The provincial officials complained when the original share was slated to be a 50-50 split, since they're responsible for the up-front costs associated with regulation and enforcement. 5 billion in annual sales. But let's be clear: This is really great news for the four Canadian marijuana stocks with the highest market share.
The top marijuana stocks this year just might be Canopy Growth Corp. Aurora Cannabis (NASDAQOTH:ACBFF), Aphria (NASDAQOTH:APHQF), and MedReleaf (NASDAQOTH:MEDFF). Image source: Getty Images. Canopy Growth is sort of the kingpin of this industry, and by all accounts could control in the neighborhood of a fifth of all market share in the medical and recreational market. It's also a company that's not been shy about buying its way to quick growth.
Aurora Cannabis, which has recently been rivaling Canopy Growth for the top spot in terms of largest market cap, is bringing a blend of organic growth and acquisition potential to the table. It has an ambitious project known as Aurora Sky that's slated for completion in mid-2018. This state-of-the-art 800,000-square-foot facility is expected to yield around 100,000 kilograms of dried cannabis a year and drastically reduce the company's dried cannabis growing costs.
At the same time, it's also trying to acquire Saskatchewan-based CanniMed Therapeutics via a hostile bid. The combined company would be capable of an estimated 130,000 kilograms of dried cannabis production each year. Meanwhile, Aphria is focused almost exclusively on organic expansion. 100 million, four-phase expansion project underway that should be finished in January 2019. When complete, the 1 million square feet of growing capacity could yield approximately 100,000 kilograms of dried cannabis a year.
Furthermore, Aphria also recently struck a deal with Shoppers Drug Mart, which is part of the Loblow Companies, to be its exclusive supplier of dried cannabis online. Mind you, Shoppers Drug Mart has 1,300 stores nationwide, so this is a major boost in visibility for Aphria. And, as icing on the cake, it also has the ability to export dried cannabis to foreign countries that have legalized medical cannabis. Image source: Getty Images.
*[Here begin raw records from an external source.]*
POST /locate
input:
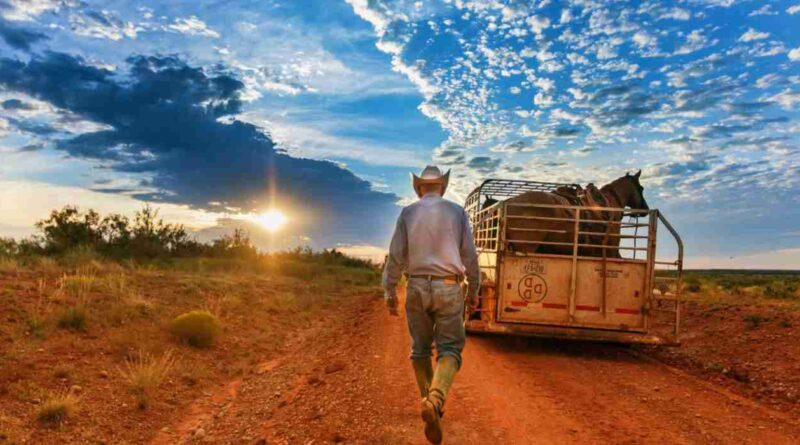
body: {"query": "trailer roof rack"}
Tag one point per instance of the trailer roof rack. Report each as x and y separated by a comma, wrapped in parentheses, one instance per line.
(501, 189)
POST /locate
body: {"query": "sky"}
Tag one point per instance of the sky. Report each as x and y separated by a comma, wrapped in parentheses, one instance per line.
(216, 111)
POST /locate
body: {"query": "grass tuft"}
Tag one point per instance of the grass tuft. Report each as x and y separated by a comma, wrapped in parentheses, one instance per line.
(73, 318)
(57, 407)
(146, 373)
(197, 328)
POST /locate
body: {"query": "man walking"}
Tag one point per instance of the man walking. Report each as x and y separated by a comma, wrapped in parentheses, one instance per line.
(433, 244)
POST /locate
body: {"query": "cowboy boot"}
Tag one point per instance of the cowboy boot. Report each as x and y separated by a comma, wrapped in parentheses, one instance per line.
(423, 372)
(433, 404)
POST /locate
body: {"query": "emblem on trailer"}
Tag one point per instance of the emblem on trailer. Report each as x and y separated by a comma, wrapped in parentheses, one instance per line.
(532, 288)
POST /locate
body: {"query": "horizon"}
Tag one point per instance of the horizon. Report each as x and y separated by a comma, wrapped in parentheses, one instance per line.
(317, 112)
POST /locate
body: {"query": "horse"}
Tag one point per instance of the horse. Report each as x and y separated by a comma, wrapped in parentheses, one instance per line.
(556, 225)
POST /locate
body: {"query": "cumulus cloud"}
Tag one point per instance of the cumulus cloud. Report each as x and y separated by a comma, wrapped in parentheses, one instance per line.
(18, 37)
(193, 26)
(751, 34)
(101, 25)
(176, 125)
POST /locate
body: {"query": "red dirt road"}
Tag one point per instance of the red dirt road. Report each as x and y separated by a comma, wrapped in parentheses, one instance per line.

Finally, MedReleaf stands to be a big winner, especially having gone public last year.
The money raised from its initial public offering is allowing it to expand its Bradford, Ontario, facility. But more important than simply cranking out more cannabis is the type of cannabis production it's focused on. You see, MedReleaf has been producing higher-quality strains of cannabis for a more affluent medical patient. Additionally, it's also leaned on extracts and cannabis oils, which are higher-price and higher-margin items. Of these four marijuana stocks, none has generated a healthier profit over the past two years than MedReleaf.